Modern Mystery: How different is Sing Along to Songs You Don’t Know from múm’s other albums?

Gunnar Örn Tynes: I think we always been open to doing different things because we don’t want to get stuck in a groove. But then again, we are always creating music. [Sing Along] is a lot more simple maybe. I think it’s such a linear thing for me, I’m really excited about it and the music we’re doing now.

Out of all the albums spanning your career, would you say one of them is quintessentially múm?

I wouldn’t want to say one is more than the other, it’s very hard to pick your favorite children. But I think we have the same approach to music now, [it’s] just [that] we are very different people.

You tend to have two or three-year gaps between albums, is there a reason for that?

Two years is not really a long time when you think about it. We do an album and then we do all the touring, that usually takes almost a year and then we have a little break. It’s a natural cycle.

 Are you ever not doing music then?

No, not really. I’m constantly working. I do a lot of production and engineering for other people when I’m not working on my own stuff. I’m usually with somebody else in the studio or I kick back and relax. I’m actually reading a very funny Swedish criminal story. I read a lot of different stuff, whatever people recommend.

What kind of music do you listen to? Anything people might be surprised about? 

I hope not. I think it’s very strange when people only like one type of music, when people only like one type of food. I can’t put any limit on what music I like. I listen to classical music, rock and roll, R&B, hip hop, it’s music! I have friends who really like Britney Spears songs, but they can’t acknowledge it because it’s not correct or whatever. I think it’s wrong, suppressing your own feelings.

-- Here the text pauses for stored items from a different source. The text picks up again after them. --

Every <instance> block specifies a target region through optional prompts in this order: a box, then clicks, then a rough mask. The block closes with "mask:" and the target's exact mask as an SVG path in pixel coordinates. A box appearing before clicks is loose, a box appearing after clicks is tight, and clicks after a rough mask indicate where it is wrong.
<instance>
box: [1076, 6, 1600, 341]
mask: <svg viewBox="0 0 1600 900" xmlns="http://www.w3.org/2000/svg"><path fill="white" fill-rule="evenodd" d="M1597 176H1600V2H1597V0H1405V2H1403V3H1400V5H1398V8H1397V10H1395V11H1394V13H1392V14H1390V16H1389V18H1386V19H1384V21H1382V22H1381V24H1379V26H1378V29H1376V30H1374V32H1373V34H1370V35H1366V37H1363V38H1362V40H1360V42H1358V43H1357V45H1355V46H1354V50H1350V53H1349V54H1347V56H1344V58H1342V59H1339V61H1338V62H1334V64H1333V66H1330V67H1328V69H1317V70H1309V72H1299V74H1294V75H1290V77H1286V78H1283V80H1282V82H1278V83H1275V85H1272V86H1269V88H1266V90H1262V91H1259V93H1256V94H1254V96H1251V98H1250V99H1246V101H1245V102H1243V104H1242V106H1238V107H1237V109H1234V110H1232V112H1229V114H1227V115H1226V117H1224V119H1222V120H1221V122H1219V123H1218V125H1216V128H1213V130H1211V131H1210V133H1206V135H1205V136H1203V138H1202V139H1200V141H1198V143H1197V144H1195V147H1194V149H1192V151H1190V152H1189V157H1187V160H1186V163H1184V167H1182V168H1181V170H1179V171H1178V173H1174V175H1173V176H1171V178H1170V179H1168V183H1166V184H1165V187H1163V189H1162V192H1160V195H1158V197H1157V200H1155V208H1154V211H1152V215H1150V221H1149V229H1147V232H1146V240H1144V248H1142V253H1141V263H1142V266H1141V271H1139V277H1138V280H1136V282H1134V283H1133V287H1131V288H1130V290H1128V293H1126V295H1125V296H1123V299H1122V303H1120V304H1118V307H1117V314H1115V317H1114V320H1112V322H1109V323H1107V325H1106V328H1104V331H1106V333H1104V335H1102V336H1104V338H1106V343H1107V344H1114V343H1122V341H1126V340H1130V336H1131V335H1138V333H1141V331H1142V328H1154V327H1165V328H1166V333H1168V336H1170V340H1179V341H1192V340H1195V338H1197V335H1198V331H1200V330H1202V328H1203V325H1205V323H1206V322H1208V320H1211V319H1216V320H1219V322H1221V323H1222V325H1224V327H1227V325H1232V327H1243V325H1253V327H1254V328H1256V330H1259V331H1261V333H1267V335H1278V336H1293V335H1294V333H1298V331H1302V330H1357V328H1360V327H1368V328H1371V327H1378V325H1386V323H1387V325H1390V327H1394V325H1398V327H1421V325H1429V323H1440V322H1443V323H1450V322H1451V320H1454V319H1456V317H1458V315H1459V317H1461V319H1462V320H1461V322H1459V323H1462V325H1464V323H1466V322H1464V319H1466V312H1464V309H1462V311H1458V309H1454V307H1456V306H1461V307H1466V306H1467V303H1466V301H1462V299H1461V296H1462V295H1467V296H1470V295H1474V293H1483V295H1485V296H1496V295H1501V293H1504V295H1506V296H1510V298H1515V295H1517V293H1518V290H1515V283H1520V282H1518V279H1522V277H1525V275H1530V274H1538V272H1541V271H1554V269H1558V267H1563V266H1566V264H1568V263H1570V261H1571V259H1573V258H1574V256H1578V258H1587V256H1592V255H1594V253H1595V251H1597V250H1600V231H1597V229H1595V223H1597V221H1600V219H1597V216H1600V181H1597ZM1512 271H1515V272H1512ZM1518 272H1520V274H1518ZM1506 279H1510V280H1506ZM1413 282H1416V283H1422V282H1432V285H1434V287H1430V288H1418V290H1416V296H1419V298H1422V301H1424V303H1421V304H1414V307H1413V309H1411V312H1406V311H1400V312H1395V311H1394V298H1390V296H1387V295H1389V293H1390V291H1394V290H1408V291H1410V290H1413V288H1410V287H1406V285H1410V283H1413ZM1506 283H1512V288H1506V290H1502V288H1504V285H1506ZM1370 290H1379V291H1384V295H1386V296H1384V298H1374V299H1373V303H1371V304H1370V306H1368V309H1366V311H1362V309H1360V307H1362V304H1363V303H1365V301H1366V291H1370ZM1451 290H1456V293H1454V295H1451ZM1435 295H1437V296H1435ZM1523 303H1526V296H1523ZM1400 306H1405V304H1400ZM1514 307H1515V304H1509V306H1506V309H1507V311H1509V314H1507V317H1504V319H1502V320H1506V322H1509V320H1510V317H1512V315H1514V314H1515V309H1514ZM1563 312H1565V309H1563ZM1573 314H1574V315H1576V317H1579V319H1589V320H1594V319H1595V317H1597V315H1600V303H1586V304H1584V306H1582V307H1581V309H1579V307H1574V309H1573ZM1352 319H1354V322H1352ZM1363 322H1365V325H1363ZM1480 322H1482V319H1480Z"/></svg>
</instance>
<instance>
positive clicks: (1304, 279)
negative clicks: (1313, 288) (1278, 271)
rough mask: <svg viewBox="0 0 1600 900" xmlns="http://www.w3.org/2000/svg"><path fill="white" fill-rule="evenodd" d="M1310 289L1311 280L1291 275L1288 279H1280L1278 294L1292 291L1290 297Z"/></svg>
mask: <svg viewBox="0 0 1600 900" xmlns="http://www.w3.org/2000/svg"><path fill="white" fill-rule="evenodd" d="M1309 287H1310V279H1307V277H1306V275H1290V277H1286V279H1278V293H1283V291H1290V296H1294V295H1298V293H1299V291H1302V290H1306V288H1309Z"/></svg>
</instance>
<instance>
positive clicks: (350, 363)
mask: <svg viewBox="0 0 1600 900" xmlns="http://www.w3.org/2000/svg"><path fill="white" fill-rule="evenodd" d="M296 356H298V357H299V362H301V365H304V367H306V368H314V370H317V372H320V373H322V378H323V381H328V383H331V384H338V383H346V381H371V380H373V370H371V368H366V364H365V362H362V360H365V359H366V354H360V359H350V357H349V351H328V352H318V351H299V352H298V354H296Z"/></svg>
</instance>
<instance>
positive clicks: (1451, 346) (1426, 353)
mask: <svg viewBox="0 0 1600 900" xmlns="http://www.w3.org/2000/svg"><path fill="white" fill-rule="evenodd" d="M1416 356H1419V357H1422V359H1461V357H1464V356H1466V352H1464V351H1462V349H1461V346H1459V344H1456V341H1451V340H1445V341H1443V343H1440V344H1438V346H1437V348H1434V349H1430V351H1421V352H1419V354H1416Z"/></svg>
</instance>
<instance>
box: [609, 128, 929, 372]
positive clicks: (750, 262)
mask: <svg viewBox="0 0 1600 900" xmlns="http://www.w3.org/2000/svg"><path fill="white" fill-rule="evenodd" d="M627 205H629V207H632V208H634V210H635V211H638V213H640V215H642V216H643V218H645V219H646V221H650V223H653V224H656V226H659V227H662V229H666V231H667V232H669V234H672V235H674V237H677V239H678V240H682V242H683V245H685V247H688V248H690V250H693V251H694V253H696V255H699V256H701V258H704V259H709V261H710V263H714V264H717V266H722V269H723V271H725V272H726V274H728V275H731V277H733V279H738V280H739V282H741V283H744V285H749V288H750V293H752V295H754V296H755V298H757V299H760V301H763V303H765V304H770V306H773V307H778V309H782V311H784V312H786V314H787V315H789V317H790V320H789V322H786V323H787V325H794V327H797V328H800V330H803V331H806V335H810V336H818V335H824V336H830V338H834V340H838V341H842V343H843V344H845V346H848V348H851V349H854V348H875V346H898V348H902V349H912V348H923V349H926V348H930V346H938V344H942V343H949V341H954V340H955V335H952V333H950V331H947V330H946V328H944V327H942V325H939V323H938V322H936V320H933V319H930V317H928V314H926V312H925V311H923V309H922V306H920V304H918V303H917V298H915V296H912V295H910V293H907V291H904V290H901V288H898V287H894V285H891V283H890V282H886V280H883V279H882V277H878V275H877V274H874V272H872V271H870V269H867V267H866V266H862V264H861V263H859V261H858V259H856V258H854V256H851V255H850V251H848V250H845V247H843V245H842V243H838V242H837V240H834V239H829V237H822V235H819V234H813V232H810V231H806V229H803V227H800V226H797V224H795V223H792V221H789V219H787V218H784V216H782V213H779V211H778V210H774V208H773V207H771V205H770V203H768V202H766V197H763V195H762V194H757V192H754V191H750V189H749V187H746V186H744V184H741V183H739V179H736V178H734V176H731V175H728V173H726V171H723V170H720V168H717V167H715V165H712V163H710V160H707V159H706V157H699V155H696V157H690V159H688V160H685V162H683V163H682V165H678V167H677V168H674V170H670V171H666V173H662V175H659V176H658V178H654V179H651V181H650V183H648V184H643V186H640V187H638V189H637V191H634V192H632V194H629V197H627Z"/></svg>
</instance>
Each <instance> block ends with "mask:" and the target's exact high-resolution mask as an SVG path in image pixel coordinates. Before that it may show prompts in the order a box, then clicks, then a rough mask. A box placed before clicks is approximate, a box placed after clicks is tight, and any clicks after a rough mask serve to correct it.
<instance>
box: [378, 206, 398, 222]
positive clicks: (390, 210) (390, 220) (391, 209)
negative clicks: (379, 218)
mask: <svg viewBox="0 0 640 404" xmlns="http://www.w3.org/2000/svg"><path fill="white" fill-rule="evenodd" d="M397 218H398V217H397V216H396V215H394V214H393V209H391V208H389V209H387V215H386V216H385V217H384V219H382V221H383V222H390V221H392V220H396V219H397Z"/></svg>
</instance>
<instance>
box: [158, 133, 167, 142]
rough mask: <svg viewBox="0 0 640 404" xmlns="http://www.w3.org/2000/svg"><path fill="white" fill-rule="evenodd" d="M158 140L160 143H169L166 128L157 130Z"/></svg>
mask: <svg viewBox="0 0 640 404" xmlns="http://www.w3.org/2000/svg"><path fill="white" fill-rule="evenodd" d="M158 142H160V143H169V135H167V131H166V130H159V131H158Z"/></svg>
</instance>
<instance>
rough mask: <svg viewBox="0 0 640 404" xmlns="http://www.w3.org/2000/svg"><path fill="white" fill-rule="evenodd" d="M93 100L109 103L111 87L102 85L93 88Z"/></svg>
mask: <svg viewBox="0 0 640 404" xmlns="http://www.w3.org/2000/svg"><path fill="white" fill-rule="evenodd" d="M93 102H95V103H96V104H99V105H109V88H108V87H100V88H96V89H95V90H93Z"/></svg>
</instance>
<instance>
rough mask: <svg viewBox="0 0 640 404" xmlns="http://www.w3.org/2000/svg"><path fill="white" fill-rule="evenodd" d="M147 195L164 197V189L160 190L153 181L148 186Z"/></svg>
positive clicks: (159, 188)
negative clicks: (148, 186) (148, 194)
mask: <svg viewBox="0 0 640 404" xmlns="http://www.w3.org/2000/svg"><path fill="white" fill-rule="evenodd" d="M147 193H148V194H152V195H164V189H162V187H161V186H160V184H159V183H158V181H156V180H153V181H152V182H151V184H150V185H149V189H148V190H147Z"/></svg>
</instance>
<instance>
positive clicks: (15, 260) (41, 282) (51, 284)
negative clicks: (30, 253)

Are there certain cities you love to play?

We just played in Japan a couple months ago, it’s amazing. It’s a great place to go play and spend some time, very different from anything else. But I just think it’s very nice going around. The interesting thing is meeting the people. People are generally interesting wherever you go.

It’s interesting, you’re fascinated by other cultures, yet Icelandic culture itself is so fascinating, especially because people don’t know very much about it. What was your upbringing like and how did Icelandic culture play a part in your music?

My parents were both working for an airline company. My dad was a captain and my mom was a stewardess, so I was off along with them all around the world on trips. Great fun for me, of course. But in Icelandic culture, [there’s] a lot of music in the traditional culture, a lot of spoken word or rhyme. There’s always been a movement, playing music not to try to make a band that’s going to be next big thing, but it’s always been a very common activity for a lot of people. It’s very collaborative in Iceland.

2009_1024CMJ0317 by you.

When did you discover music?

 Very early, I was maybe 10. I started messing around with cassette tapes and doing strange music. I never learned how to play any instruments, I’ve always been more like playing with sounds, or doing something unexpected, like an experiment. Soon after I started doing things on the computer, from there I picked up a new instrument every two years.

You call it “playing with sounds,” and that’s true about múm’s music. It’s very playful, but there’s an inherent sadness. Is that dependent on your mood?

 It’s hard to break down what feelings there are in a song, because there’s usually a lot of everything. It’s a very emotional thing to do. There are aspects of music that can elevate your moods, whichever way you go. I used to love The Cure, for example, and that music is very much sad and it’s up to you to interpret it.

What do you think you’d be if you weren’t a musician?

[It’s] very hard for me to think about it. I would probably be working with sound in one way or the other. If not I might just be a school teacher. But it wouldn’t be a glamorous business. I couldn’t.

múm has been together for over 10 years now. In what direction are you looking to take the band for the next 10 years?

Ten years is a very long time. Anything could happen. Next album could be a hip hop album, I don’t know! I look forward to seeing where the music takes me.